Most of China’s overseas development finance is increasingly routed under its flagship foreign policy strategy, the Belt & Road Initiative (BRI).
The international assets of China’s two policy banks, the China Development Bank (CDB) and China Exim Bank (CHEXIM), now rival or exceed those of Western-backed multilateral development banks (such as the World Bank).
The Chinese pre-eminence in global development finance is best exemplified by its financing in the energy sector, where it’s offshore lending to national governments between 2007 and 2016 was on par with those of the top four Western-backed multilateral development banks (i.e. the World Bank, Asian Development Bank, African Development Bank and Inter-American Development Bank) put together, as per Boston University’s database on China’s global energy finance.
Also, according to the World Bank, energy and power projects make up for more than 46 percent of the $575 billion hitherto invested in BRI.
Unsurprisingly, China’s energy investments are skewed toward fossil fuels; projects involving coal, oil and natural gas have comprised roughly 60 percent of the energy portfolio of China’s two policy banks, according to a World Resources Institute study.
Another estimate shows, as of the end of 2016, there were 240 Chinese-funded coal-fired power projects in 25 countries along the Belt and Road.
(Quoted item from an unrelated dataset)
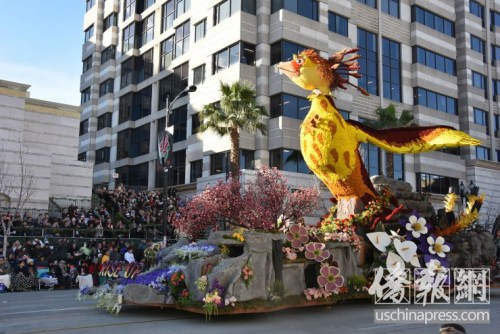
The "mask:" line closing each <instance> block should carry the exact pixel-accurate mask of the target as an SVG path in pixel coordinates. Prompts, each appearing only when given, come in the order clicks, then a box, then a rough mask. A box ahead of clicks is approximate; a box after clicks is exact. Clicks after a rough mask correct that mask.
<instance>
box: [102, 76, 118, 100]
mask: <svg viewBox="0 0 500 334" xmlns="http://www.w3.org/2000/svg"><path fill="white" fill-rule="evenodd" d="M114 87H115V79H108V80H106V81H104V82H103V83H101V84H100V85H99V97H101V96H103V95H106V94H108V93H113V91H114Z"/></svg>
As the global economy is confronted with the inescapable realities of a warming planet, financial institutions with significant fossil fuel exposure face a gamut of “physical” and “transition” risks, ranging from loan defaults resulting from climate shocks to assets being rendered “stranded” in an increasingly carbon-constrained world.
Plus, there is the risk of public opposition, which is jeopardising coal investments across the globe. Lamu coal mine, a key BRI project in Kenya, for instance, was halted by a court ruling amid protests from anti-coal activists and after the Industrial and Commercial Bank of China (ICBC) (one of the “Big Four” state-owned commercial banks) failed to heed three years of petitioning from local land defenders.
It is instances like these that have made China’s state-owned commercial banks more cognizant of the risks of fossil fuel investments than their policy-oriented counterparts.
It is no surprise then that China’s policy banks (which are meant to further the Chinese government’s policy mandate) have greater exposure to fossil fuels than do China’s Big Four state-owned commercial banks.
Their inordinate exposure to fossil fuels coupled with the sheer quantum of their overseas investments puts Chinese policy banks in a precarious position. The fact that the Chinese banking sector is reeling under the burden of bad debt does not help.
It is therefore of essence that China’s policy banks re-evaluate the bankability of their fossil fuel projects, not just for their own survival but also that of the planet.